Gautam Guha, Agami Kalarab: There is a certain malleability attached to the phrase ‘freedom struggle’. For many Indians, the phrase refers to their long struggle for Independence against British colonial rule. This was a movement which brought together Indians of many hues on one common platform. Long before they arrived on the scene, and a few decades before Mahatma Gandhi and Bhagat Singh made their presence felt in the freedom struggle, there was Birsa Munda, a tribal revolutionary who frightened the British colonialists.
This revolutionary from the forest lands of the Chota Nagpur Plateau in present-day Jharkhand is the only tribal leader whose portrait hangs in Parliament. He was only 25 when he died in the custody of British authorities in the Ranchi Central Jail. Since Independence, the Indian Republic has claimed Birsa as one of its own.
Cutting across circles in both academia and politics, the fact that there should be a relevant movie made, contemporising Birsa’s life and message, is indeed a long-pending wish. Yes, there have been some books, movies and documentaries made on the stalwart, but he remains unknown to the youth of today. There is no doubt that the time is ripe to bring back Birsa for the people of today, and there cannot be a better moment than now.
Subaltern personalities, like Uda Devi, Rani Jhalkari Bai, Udham Singh, Tirot Sing and Birsa Munda, are the defining beacons of the Indian freedom struggle who ensured that the British got a stiff dose of India’s ability to fight any kind of oppression. Love for India, feelings for the masses, leadership skills and the ability to feel for one’s beloved cause are all important lessons to be picked up and lived by each and every one of us.
These heroes have taught us to think big as each played a pivotal role in enabling the masses to promptly strike back whenever they faced cultural imperialism. These are personalities who are not just meant to be seen as idols, but more importantly, as ideals. During their time and age, they inspired thousands from their respective communities.

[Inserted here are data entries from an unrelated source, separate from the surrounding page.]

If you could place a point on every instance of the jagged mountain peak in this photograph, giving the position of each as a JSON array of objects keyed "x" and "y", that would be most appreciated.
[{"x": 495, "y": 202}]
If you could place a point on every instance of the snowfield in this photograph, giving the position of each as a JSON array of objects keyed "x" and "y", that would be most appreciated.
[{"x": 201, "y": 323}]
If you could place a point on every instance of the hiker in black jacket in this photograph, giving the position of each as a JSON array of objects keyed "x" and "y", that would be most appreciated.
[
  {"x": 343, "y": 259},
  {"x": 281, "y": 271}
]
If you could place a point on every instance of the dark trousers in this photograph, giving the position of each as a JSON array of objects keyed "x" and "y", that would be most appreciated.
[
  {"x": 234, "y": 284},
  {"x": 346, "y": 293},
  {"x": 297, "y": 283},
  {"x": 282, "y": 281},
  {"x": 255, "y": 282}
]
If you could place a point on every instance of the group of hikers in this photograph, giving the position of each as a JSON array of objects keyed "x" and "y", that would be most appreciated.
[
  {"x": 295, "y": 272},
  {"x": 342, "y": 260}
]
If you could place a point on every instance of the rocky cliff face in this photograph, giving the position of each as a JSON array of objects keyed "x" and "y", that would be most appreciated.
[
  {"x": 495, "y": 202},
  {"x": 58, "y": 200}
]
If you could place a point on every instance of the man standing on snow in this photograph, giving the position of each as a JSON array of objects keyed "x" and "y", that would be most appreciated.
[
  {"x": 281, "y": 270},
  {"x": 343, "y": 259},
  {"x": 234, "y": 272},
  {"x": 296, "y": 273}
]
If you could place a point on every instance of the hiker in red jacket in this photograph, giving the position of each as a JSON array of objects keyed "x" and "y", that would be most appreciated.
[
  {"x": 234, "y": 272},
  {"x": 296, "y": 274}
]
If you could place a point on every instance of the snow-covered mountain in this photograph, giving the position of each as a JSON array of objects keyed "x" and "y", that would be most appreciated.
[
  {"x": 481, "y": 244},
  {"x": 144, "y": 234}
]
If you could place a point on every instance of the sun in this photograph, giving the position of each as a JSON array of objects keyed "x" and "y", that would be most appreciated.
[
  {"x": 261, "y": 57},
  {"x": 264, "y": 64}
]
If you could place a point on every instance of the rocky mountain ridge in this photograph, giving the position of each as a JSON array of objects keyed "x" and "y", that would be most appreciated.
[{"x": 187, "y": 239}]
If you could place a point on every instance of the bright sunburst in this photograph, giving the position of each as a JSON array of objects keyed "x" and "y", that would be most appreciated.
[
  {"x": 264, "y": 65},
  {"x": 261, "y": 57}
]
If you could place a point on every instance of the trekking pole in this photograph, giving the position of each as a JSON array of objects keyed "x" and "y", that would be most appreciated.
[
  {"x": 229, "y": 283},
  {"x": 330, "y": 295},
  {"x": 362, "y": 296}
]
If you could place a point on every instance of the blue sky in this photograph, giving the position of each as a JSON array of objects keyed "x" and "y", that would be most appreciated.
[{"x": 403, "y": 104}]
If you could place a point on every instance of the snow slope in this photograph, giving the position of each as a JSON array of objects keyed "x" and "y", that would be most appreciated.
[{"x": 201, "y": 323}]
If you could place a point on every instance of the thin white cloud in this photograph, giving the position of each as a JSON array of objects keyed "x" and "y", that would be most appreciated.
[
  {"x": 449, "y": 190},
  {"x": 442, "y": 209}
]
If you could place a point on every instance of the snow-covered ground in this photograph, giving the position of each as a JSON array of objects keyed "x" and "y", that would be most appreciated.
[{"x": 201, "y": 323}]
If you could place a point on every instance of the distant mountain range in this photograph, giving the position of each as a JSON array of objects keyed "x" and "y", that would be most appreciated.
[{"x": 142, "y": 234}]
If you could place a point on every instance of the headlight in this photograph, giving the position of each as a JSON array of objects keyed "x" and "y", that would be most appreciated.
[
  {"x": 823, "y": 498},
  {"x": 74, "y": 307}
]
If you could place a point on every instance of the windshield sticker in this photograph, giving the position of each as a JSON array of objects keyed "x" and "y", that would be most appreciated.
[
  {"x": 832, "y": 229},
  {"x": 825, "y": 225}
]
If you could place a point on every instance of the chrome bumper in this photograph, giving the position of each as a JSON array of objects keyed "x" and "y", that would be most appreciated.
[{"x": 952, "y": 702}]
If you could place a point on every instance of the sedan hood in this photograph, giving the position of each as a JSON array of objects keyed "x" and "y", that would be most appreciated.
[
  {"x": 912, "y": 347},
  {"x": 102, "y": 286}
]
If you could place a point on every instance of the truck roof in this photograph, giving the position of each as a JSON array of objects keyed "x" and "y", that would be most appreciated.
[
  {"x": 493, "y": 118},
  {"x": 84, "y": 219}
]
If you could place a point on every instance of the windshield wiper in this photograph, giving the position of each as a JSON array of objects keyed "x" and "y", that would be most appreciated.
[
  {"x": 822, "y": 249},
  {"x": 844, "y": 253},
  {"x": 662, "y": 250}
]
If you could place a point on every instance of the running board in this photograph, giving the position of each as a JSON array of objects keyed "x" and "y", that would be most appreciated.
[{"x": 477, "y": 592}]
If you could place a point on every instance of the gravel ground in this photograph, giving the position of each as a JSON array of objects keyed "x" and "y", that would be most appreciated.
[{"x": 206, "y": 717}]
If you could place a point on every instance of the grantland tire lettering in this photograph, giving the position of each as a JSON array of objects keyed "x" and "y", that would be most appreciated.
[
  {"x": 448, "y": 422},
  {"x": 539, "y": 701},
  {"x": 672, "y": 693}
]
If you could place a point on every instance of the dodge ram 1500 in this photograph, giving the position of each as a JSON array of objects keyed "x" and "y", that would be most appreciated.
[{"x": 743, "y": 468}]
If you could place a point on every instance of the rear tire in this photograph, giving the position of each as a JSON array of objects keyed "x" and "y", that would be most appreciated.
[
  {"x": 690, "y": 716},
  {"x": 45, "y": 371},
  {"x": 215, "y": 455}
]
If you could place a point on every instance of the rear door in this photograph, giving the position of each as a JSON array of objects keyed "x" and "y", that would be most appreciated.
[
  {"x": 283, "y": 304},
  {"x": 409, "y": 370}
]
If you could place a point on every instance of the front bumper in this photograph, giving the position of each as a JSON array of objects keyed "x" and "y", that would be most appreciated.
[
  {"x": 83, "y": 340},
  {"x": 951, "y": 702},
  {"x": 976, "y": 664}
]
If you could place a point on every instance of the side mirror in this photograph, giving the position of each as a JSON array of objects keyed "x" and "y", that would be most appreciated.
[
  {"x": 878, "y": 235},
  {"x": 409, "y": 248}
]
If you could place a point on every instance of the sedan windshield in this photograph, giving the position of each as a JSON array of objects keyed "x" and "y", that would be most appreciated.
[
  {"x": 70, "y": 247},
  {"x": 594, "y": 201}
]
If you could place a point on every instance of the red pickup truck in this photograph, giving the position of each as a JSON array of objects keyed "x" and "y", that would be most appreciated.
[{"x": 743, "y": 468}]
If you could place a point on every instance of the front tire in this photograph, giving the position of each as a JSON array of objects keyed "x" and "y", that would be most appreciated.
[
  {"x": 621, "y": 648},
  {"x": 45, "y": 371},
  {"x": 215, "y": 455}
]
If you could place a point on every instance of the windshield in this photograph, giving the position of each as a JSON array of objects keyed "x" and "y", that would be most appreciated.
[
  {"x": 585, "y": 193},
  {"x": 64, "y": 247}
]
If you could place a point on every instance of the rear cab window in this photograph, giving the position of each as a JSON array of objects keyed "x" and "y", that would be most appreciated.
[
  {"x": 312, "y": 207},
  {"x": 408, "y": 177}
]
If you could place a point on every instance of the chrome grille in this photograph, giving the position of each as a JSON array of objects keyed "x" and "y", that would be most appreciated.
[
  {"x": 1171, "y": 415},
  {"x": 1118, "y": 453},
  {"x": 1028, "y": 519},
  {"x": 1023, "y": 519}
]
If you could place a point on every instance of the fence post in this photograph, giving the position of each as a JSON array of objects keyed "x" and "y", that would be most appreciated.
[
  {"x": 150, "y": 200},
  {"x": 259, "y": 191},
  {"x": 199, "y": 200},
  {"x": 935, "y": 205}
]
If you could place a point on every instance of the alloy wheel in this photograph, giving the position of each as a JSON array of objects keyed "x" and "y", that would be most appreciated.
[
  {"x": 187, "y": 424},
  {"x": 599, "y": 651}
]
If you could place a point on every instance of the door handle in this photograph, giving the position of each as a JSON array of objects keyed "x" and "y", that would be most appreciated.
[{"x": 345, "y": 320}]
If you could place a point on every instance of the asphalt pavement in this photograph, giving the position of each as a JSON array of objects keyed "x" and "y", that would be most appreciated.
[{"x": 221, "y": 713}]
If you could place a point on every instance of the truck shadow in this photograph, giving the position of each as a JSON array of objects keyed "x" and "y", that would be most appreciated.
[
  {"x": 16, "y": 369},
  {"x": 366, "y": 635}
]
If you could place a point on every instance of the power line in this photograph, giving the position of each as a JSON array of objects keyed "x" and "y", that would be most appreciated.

Today, we must look up to them, and internalise the qualities that they stood for. The contribution of the tribal personalities towards the Indian freedom movement remains unmatched, despite battling adversarial circumstances related to living, eating, even the most basic of life’s requirements. Imagine, Birsa Munda was all of 25 when he died — yet, his impact has been so profound. Birsa’s life was driven by poverty, but he still set a powerful example for the youth to emulate in their pursuit of giving more to society than what is taken. He has been an astounding contributor to modern India, but he has also unfortunately been relegated to the background in today’s times. At the age of 25, Birsa managed to understand the pulse of his fellow tribal citizens. His vision for his Munda community was to trace their roots and ethos back, and as a result, a whole section of society benefited.The draft of the Constitution prepared by the committee under Dr. B.R. Ambedkar’s aegis was approved and accepted on this day. It is a perfect tribute that Birsa Munda’s portrait hangs in the Central Hall of the Indian Parliament, as a mark of honour and respect. We must rediscover The great ‘Vagawan’ on his 144th birth anniversary today.